PRE-LITIGATION DRAFTING

‘Pre-litigation Drafting’ assists legal practitioners and those who are required to write documents such as legal opinions
and letters of demand in two ways:

• It provides writers with a five-finger exercise for thinking and planning before starting to write;
• Using practical legal examples, the book explains how to write in plain language.

The five-finger exercise before planning to write a legal document

The index finger points to the legal aim that is the legal remedy on which the client’s claim is based.
The middle finger represents the essential legal requirements that are the elements of the legal remedy.
The thumb represents a selection of only those facts that are material because they establish the factual existence of the essential elements.
The ring finger represents the possibility of using a precedent as an example of how to draft the claim.
The little finger represents practical ramifications of pursuing the legal solution and the details that are needed to make it happen.
The palm provides the structure that orders the written claim coherently and cohesively in numbered paragraphs.
 
These aspects of the cognitive process are not discrete items of thought to deal with in sequence one after the other.
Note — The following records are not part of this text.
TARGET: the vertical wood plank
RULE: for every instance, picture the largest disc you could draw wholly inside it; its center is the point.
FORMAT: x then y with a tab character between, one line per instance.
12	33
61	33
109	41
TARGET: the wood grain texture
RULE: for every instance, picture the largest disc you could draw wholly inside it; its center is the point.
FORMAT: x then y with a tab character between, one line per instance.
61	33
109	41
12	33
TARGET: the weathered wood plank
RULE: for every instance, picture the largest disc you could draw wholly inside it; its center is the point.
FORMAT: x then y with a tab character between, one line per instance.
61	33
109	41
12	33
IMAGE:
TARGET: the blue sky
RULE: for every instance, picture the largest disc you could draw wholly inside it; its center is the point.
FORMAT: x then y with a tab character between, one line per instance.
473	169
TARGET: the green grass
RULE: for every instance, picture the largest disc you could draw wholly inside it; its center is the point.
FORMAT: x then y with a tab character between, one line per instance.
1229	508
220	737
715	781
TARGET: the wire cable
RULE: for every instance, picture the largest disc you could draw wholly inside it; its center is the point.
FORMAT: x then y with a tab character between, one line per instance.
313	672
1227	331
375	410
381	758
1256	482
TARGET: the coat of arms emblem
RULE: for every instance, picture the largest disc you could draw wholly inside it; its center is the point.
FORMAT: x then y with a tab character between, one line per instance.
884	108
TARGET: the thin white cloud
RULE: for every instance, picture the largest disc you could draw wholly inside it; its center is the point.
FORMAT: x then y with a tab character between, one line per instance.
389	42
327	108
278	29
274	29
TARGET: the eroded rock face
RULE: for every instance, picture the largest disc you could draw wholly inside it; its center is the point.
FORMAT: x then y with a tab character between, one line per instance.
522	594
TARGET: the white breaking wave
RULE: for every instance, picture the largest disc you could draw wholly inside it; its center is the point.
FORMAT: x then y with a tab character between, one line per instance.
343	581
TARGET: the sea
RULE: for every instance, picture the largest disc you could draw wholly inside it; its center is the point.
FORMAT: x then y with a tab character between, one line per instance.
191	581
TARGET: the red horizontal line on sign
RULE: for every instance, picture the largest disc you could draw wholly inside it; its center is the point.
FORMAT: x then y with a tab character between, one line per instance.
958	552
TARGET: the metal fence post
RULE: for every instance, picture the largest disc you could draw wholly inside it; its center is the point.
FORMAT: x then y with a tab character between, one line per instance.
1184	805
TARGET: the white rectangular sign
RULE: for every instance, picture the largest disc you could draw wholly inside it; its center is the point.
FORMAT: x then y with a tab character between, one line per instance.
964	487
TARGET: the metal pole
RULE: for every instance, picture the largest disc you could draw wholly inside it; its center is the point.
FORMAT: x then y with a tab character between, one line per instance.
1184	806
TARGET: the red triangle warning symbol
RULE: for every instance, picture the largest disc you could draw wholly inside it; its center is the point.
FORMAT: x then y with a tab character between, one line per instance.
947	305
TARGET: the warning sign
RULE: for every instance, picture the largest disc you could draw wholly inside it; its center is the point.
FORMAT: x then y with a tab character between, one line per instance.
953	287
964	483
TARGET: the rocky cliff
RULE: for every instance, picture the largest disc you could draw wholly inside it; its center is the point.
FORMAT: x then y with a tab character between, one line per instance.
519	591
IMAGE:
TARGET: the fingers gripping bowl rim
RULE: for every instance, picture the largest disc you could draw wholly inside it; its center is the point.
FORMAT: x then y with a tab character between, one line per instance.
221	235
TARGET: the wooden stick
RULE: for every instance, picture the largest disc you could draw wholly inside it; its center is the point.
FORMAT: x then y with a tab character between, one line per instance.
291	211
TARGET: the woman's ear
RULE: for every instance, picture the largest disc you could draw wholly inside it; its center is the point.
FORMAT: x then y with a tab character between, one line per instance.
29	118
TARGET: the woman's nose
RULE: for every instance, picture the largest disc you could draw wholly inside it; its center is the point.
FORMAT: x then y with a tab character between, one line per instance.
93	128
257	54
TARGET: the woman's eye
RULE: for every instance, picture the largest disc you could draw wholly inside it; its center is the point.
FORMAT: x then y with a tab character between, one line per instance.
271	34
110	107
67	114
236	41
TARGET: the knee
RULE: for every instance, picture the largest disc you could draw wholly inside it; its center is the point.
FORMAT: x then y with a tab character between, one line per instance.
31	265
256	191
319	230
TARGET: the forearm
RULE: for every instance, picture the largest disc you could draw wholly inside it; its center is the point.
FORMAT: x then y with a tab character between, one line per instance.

They are facets of thought that interweave with one another throughout the thinking and planning process.

How to write in plain legal language

There are several reasons why it is imperative for legal practitioners to use plain language. The book, ‘Pre-litigation Drafting’, deals with most of them, including this legislative imperative:

Section 64(1) of South Africa’s National Credit Act 34 of 2005 provides that:

the producer of a document that is required to be delivered to a consumer in terms of this Act must provide that document -

(a) in the prescribed form, if any, for that document; or
(b) in plain language, if no form has been prescribed for that document.

In his book on plain language, The Complete Plain Words 3 ed (Penguin 1986), Sir Ernest Gowers provides this simple rule:

Be short, be simple, be human

Based on this simple rule, and using practical legal examples, ‘Pre-litigation Drafting’, shows its readers how to write in plainly to address the needs of a target audience.